With inflation at over 50.3 percent in November from 40.4 percent in October — the highest rate since 2004, the currency worth half what it was last year, fuel prices doubling and debt payments gobbling up more than half the government’s revenues, Ghana is battling its worst economic crisis in decades.

Ghana signed a $3 billion bailout deal with the International Monetary Fund on Tuesday in a bid to shore up public finances, but economic stability is still a way off.

“It would be better for us to close the factory,” said Tekyi. “We really don’t know when this crisis is going to end.”

Once applauded as a rock of economic stability and security in a region plagued by coups and jihadist wars, Ghana has steadily lost investor confidence.

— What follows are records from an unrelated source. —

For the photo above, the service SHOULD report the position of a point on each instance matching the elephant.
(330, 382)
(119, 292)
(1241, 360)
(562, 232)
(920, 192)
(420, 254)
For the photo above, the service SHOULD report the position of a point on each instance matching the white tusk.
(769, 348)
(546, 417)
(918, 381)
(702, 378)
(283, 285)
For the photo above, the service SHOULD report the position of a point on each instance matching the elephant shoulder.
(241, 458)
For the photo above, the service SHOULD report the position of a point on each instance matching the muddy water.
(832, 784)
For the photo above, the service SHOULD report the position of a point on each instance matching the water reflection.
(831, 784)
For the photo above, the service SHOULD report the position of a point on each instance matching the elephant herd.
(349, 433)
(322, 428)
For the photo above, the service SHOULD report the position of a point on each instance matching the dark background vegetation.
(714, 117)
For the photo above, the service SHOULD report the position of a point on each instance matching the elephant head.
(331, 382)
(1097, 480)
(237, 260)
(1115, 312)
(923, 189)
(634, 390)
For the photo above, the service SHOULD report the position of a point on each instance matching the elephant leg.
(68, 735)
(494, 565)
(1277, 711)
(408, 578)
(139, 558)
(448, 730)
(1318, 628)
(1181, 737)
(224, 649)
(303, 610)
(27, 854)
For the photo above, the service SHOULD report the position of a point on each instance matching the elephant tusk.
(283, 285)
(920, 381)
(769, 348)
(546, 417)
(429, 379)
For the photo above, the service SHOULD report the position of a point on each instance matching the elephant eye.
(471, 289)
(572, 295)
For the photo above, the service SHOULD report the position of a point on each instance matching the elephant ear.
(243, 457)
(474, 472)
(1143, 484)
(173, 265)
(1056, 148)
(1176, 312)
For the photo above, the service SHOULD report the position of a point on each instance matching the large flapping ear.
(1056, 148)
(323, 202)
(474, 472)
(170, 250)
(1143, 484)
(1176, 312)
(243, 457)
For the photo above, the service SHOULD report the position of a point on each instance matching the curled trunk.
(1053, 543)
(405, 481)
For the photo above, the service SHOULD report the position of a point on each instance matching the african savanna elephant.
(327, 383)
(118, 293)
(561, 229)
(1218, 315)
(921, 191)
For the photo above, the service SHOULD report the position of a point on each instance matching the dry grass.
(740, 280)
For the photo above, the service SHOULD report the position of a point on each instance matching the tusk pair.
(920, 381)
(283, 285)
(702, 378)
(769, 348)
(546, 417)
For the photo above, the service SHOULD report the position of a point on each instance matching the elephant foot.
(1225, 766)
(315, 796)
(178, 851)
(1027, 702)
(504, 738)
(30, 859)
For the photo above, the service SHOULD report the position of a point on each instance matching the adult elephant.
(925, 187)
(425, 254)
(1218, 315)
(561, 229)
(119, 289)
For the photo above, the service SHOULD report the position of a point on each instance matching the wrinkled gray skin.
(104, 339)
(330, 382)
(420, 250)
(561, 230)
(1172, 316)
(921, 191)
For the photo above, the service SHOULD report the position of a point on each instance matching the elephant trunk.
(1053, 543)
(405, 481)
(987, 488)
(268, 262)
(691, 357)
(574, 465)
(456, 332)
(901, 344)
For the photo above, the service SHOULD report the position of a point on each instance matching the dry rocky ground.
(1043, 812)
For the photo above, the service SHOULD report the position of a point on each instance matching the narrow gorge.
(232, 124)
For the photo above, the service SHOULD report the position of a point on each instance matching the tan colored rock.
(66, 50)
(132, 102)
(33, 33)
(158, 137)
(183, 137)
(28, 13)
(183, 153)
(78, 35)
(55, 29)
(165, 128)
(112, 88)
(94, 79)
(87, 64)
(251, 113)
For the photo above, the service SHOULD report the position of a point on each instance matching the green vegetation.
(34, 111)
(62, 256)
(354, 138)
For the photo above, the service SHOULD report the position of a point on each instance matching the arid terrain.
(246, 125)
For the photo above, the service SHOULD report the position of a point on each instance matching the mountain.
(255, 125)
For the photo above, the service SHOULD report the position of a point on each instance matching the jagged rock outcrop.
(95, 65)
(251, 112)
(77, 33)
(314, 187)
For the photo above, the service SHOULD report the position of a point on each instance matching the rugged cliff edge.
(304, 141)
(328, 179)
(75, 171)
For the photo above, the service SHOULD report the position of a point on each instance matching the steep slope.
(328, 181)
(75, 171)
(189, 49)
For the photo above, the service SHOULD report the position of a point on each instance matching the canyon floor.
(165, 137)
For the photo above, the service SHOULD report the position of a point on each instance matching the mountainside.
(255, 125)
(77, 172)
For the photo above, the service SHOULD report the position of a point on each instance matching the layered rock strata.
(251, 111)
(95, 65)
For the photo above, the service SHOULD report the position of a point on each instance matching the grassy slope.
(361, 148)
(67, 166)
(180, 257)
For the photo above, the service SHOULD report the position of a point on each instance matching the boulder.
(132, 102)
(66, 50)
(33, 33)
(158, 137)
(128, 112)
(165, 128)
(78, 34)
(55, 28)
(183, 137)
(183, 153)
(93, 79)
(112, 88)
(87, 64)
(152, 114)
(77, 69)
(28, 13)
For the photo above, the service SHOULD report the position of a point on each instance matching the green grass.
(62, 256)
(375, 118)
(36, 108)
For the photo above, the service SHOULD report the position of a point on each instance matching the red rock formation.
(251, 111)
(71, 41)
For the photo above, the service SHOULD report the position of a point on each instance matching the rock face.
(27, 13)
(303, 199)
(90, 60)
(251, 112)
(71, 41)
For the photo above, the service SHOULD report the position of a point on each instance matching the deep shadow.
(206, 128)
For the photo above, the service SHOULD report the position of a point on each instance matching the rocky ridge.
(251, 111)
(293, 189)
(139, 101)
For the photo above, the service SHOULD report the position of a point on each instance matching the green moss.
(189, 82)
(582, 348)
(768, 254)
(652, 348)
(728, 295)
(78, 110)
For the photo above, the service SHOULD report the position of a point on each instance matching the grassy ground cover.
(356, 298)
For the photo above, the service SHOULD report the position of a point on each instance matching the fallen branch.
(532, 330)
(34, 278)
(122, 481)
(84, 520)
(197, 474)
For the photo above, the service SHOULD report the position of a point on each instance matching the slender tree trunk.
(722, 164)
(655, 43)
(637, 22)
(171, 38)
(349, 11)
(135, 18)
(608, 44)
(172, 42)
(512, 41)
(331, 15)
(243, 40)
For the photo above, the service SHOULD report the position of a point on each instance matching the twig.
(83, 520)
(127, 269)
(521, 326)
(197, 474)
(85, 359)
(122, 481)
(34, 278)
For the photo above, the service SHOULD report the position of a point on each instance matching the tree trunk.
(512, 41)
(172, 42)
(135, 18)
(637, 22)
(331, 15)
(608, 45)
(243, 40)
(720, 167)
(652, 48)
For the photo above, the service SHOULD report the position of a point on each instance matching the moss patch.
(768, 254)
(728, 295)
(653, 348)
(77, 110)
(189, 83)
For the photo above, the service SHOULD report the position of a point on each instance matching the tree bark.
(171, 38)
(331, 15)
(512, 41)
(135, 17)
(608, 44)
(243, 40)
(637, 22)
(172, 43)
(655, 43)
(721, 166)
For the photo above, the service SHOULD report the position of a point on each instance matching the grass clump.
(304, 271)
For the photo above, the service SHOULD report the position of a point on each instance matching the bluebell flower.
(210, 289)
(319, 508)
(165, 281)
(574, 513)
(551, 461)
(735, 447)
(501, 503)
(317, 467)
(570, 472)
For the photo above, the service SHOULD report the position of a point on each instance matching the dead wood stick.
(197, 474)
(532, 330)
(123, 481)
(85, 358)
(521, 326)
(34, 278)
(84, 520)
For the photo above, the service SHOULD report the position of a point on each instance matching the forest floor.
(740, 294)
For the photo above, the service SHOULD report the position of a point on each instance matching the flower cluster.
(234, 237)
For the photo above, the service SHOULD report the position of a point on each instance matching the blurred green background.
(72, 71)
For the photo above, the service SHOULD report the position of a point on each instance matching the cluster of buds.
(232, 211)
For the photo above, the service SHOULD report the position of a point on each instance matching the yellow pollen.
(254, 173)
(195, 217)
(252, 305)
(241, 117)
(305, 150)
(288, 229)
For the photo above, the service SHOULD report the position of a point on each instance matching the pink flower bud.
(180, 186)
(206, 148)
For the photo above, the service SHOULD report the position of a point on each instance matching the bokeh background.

Like much of the continent, Ghana slowly emerged from the pandemic only to face the fallout of the war in Ukraine and the surge in fuel and food costs.

Facing a crunch in payments, President Nana Akufo-Addo this year reversed course from his “Ghana Beyond Aid” concept and entered talks with the IMF for a bailout.

Already, the government has announced a 2.5 percent increase in VAT and a freeze on public worker hires to help cut costs and hike revenues. A debt restructuring is underway.